カスハラは従業員に精神的・肉体的な負担を与え、ストレスや疲労の大きな原因となります。企業がカスハラ対策に積極的に取り組むことで、従業員は安心して働くことができるようになり、職場の心理的安全性が高まります。
これにより、従業員のモチベーションが向上し、離職率の低下にもつながります。特に、接客業や営業職など、顧客と直接接する機会の多い職種では、その効果は顕著に現れます。

企業イメージとブランド価値の向上

カスハラへの適切な対応は、企業の社会的責任を果たす姿勢を示すことにもなります。従業員を大切にする企業として認識されることで、企業イメージが向上し、ブランド価値が高まります。
これは、優秀な人材の確保や顧客からの信頼獲得にも貢献し、長期的な企業価値の向上につながります。

業務効率の向上と生産性の向上

カスハラの発生は、対応に多くの時間や労力を要し、他の業務を圧迫することがあります。適切なカスハラ対策を講じることで、対応にかかる負担が軽減され、従業員は本来の業務に集中できるようになります。
結果として、業務効率が向上し、企業全体の生産性向上にもつながります。

申請時の注意点とポイント

申請期間の厳守

申請期間は令和7年6月30日(月)から8月8日(金)17時までと限定されています。
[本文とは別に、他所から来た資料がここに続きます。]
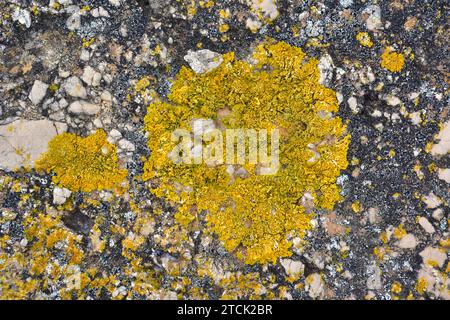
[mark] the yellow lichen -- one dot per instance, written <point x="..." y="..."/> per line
<point x="84" y="164"/>
<point x="392" y="61"/>
<point x="396" y="287"/>
<point x="421" y="285"/>
<point x="255" y="217"/>
<point x="364" y="39"/>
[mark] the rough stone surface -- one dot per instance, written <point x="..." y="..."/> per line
<point x="22" y="141"/>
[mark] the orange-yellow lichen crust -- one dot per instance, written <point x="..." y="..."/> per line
<point x="255" y="217"/>
<point x="82" y="164"/>
<point x="392" y="61"/>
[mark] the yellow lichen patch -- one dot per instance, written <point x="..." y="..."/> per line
<point x="421" y="285"/>
<point x="396" y="287"/>
<point x="255" y="216"/>
<point x="400" y="232"/>
<point x="364" y="39"/>
<point x="392" y="61"/>
<point x="84" y="164"/>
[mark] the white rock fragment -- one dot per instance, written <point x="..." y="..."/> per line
<point x="106" y="96"/>
<point x="74" y="88"/>
<point x="326" y="69"/>
<point x="443" y="146"/>
<point x="444" y="174"/>
<point x="126" y="145"/>
<point x="23" y="141"/>
<point x="115" y="3"/>
<point x="432" y="201"/>
<point x="82" y="107"/>
<point x="433" y="256"/>
<point x="38" y="92"/>
<point x="22" y="16"/>
<point x="373" y="21"/>
<point x="253" y="25"/>
<point x="438" y="214"/>
<point x="315" y="285"/>
<point x="374" y="279"/>
<point x="294" y="269"/>
<point x="91" y="77"/>
<point x="407" y="242"/>
<point x="203" y="61"/>
<point x="426" y="225"/>
<point x="99" y="12"/>
<point x="74" y="22"/>
<point x="415" y="118"/>
<point x="393" y="101"/>
<point x="60" y="195"/>
<point x="267" y="7"/>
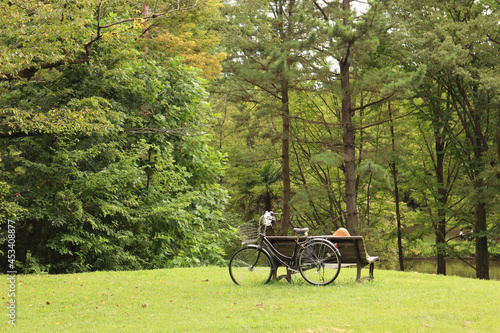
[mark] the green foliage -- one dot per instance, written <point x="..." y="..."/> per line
<point x="106" y="162"/>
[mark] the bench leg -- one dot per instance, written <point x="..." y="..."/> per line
<point x="358" y="275"/>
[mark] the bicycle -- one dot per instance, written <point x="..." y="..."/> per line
<point x="316" y="259"/>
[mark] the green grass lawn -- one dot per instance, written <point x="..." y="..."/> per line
<point x="206" y="300"/>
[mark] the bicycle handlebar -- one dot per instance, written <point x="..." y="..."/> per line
<point x="268" y="218"/>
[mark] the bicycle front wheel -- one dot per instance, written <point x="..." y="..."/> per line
<point x="319" y="262"/>
<point x="250" y="266"/>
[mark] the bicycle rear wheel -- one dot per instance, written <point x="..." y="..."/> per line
<point x="319" y="262"/>
<point x="250" y="266"/>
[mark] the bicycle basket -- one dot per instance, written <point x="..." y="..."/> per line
<point x="249" y="233"/>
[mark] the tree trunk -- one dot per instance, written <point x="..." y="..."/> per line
<point x="348" y="138"/>
<point x="482" y="260"/>
<point x="394" y="171"/>
<point x="440" y="227"/>
<point x="285" y="158"/>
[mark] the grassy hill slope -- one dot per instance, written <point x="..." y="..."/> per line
<point x="206" y="300"/>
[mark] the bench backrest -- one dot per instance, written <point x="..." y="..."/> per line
<point x="352" y="249"/>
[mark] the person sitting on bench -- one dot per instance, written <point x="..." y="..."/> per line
<point x="341" y="232"/>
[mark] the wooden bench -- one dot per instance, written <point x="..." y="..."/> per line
<point x="352" y="250"/>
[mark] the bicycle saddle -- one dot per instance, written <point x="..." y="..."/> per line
<point x="301" y="231"/>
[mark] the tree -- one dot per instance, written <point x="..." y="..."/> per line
<point x="264" y="45"/>
<point x="459" y="46"/>
<point x="105" y="151"/>
<point x="350" y="38"/>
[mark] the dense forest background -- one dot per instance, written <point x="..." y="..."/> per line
<point x="140" y="134"/>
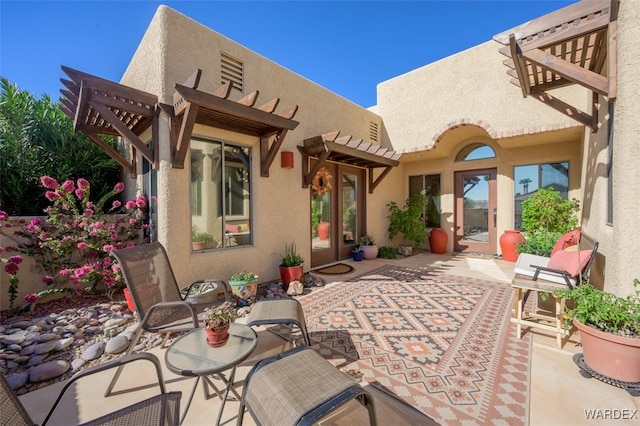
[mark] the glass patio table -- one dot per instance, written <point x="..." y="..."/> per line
<point x="191" y="355"/>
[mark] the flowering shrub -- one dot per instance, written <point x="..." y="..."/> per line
<point x="74" y="242"/>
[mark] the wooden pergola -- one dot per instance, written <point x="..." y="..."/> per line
<point x="101" y="107"/>
<point x="573" y="45"/>
<point x="346" y="150"/>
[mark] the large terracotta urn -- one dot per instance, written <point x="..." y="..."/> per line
<point x="438" y="240"/>
<point x="509" y="240"/>
<point x="613" y="356"/>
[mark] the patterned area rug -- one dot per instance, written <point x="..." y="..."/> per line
<point x="443" y="344"/>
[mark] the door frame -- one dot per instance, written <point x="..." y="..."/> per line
<point x="459" y="243"/>
<point x="339" y="249"/>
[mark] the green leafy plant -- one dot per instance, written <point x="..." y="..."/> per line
<point x="367" y="240"/>
<point x="219" y="315"/>
<point x="387" y="252"/>
<point x="546" y="216"/>
<point x="408" y="219"/>
<point x="291" y="256"/>
<point x="540" y="242"/>
<point x="74" y="241"/>
<point x="198" y="236"/>
<point x="602" y="310"/>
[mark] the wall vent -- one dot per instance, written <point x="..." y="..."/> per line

予定件数を超えた場合には、受付期間中でも受付を終了することがあるため、早めの申請をお勧めします。

取組実施時期の確認

すべての取組は令和7年4月1日以降に実施されている必要があります。それ以前に実施された取組は対象外となるため、注意が必要です。

書類の準備と確認

申請には多くの書類が必要となります。募集要項を熟読し、必要な書類を漏れなく準備することが重要です。特に、実践的な取組に関する証明書類は、取組内容によって異なるため、事前に確認しておきましょう。

まとめ

東京都のカスタマーハラスメント防止対策推進事業は、中小企業がカスハラ対策に取り組む際の強力な支援制度です。40万円の奨励金は、企業にとって大きな支援となるだけでなく、従業員の働きやすい環境づくりにも大きく貢献します。
カスタマーハラスメントは、放置すれば企業の持続的な成長を阻害する要因となります。この機会に、適切な対策を講じ、従業員が安心して働ける職場環境を整備することで、企業の競争力向上にもつなげていきましょう。
申請を検討されている企業は、募集要項を詳しく確認し、早めの準備を進めることをお勧めします。不明な点がある場合は、実施主体である公益財団法人東京しごと財団に問い合わせることも可能です。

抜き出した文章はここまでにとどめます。